Волк-одиночка - страница 10
– Наверное, ты прав. Все-таки баба. Ревнует и все такое. Поди, объясни ей. Хорошо, я поеду. Только чуть в себя приду. Но с этими гадами надо что-то делать, а то ведь они половину таксопарка замордуют.
– Запросто, – согласно кивнул я. – Какие у тебя по этому поводу будут предложения?
– Какие, на хрен, предложения? – удивился Ян. Вот так всегда: языком трепать – все мастера, и каждый норовит обругать окружающее. А как дело доходит до программы действий, оказывается, что ее-то и нету. Больше того – девяносто процентов о таком понятии вообще в первый раз в жизни слышит.
– Но ведь делать что-то надо, я прав? – поинтересовался я.
– Ну… Наверное, – протянул Ян. – Я в этой области не силен. Обычно ты общественность на уши ставил из-за своей активности, тебе и карты в руки.
Я крякнул и покраснел от незаслуженной похвалы. Оно, конечно, бывало всякое, в том числе и такое, о чем Ян толкует. Только в тех заварушках, хипешах и разборках разных масштабов Литовец был ничуть не менее активен, чем я.
– Ты, Ян, не дело говоришь, а чушь порешь, – сказал я наконец. – Если пожелаешь, могу даже объяснить, почему.
– Ну, объясни, – кивнул он. – Пожелаю.
– Пожалуйста, – я тоже кивнул. – Чушь – потому что это дело больше ваше – твое, Генахи, других – чем мое. Я через полторы недели уже не буду занимать место в вашем плотном дружеском строю. Тебе Макарец не сообщал? Меня увольняют.

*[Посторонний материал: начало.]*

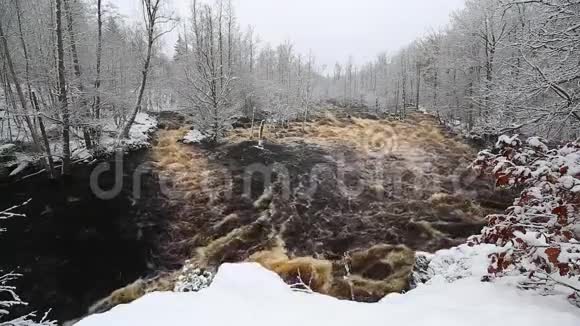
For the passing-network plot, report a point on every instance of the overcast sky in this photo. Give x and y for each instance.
(332, 29)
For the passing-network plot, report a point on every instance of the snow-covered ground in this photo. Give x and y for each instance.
(139, 137)
(194, 137)
(247, 294)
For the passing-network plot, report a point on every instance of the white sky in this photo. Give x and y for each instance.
(332, 29)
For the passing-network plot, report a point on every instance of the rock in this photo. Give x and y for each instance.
(7, 153)
(421, 272)
(376, 272)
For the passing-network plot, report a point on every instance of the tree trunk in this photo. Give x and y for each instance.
(18, 87)
(151, 21)
(97, 105)
(49, 160)
(62, 95)
(78, 74)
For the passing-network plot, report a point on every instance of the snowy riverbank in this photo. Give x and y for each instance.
(15, 160)
(247, 294)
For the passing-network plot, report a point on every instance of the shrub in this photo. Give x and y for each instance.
(540, 233)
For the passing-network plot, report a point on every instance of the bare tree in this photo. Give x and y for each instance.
(152, 18)
(62, 94)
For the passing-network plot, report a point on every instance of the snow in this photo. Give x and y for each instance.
(460, 262)
(139, 137)
(247, 294)
(7, 148)
(193, 137)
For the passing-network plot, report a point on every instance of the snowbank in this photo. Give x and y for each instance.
(194, 137)
(139, 137)
(247, 294)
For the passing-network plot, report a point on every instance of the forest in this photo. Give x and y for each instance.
(131, 167)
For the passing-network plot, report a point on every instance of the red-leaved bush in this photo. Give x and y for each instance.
(540, 233)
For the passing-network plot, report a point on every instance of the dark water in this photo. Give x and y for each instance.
(74, 248)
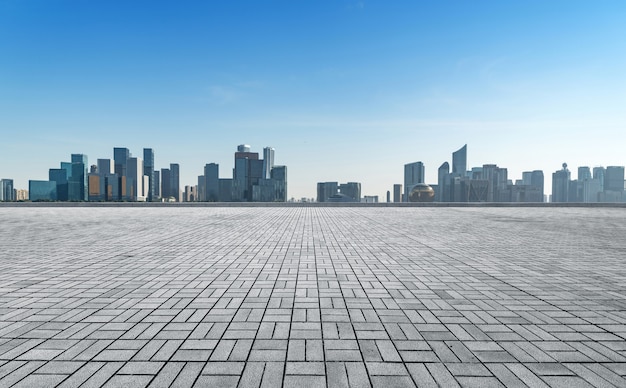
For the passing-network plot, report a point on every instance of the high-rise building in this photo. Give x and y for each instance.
(105, 167)
(157, 184)
(166, 184)
(443, 182)
(326, 190)
(212, 182)
(614, 179)
(134, 173)
(560, 185)
(78, 182)
(397, 192)
(268, 162)
(351, 190)
(7, 191)
(121, 156)
(175, 181)
(537, 180)
(598, 173)
(584, 173)
(148, 170)
(42, 190)
(413, 174)
(279, 179)
(459, 161)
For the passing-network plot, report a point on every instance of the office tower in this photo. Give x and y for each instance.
(202, 188)
(584, 173)
(120, 156)
(614, 178)
(268, 162)
(175, 181)
(42, 190)
(326, 190)
(226, 190)
(61, 178)
(443, 182)
(166, 184)
(560, 185)
(459, 161)
(248, 170)
(537, 180)
(279, 179)
(598, 173)
(7, 191)
(190, 194)
(148, 170)
(351, 190)
(413, 174)
(134, 174)
(212, 182)
(397, 192)
(157, 184)
(105, 167)
(77, 182)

– Ну и что? – озадаченно проговорил Ян. – За полторы недели всякое может случиться. Где гарантия, что и ты под их пресс не попадешь? Всякое может быть.
– Может, – не стал возражать я. – Только из этого правила есть целая куча исключений, которые это правило подтверждают. К примеру, я не буду болтаться по городу на машине эту неделю. Просто поставлю ее под своими окнами, а сам буду лежать вот на этой шконке и плевать в потолок. Согласись, что при таком раскладе эти шлимазлы вряд ли до меня доберутся.
– Так будет нечестно, – убито промямлил Ян. Более идиотского аргумента он найти не смог.
– Почему нечестно? – меня начало захватывать раздражение. Сказывалось похмелье и нервозность последних дней. – Береженого бог бережет, слышал такую поговорку? А я тоже человек. У меня, как и у других, тоже имеются инстинкты. К примеру, инстинкт самосохранения. Я – ты не поверишь – тоже жить хочу. Чем дольше, тем лучше. По возможности, спокойнее. А для этого все средства хороши, не находишь? И почему в таком случае я должен рвать на заднице волосы, как незабвенный генералиссимус Суворов, разрабатывая стратегию и тактику войны с рэкетирами, а вы в это время будете сидеть и считать на небе звезды, ожидая, пока вам скажут, что надо делать?
Я окончательно разозлился, хотя, если честно, и сам не понимал, из-за чего. Но наговорил целую кучу гадостей, которые здорово попахивали демагогией и которые я в любое другое время сказать бы не захотел. Потому что это была неправда. И я это понимал, как понимал и то, что не прав, выплескивая свое раздражение на Яна. Я-то понимал, а он вот не захотел. Обиделся. И, наверное, правильно сделал. Сдернул с головы мокрые полотенца, отшвырнул их куда-то в угол и удивленно-озлобленно посмотрел на меня:
– Ну, ты, Мишок, даешь. Чего угодно от тебя ожидал, только не таких речей. Стареешь, наверное. Говном становишься. Себя ради себя бережешь. Ну, ладно. Охраняй уют в доме, а я поеду. Что-то стремно мне стало у тебя в гостях. Засиделся, видать.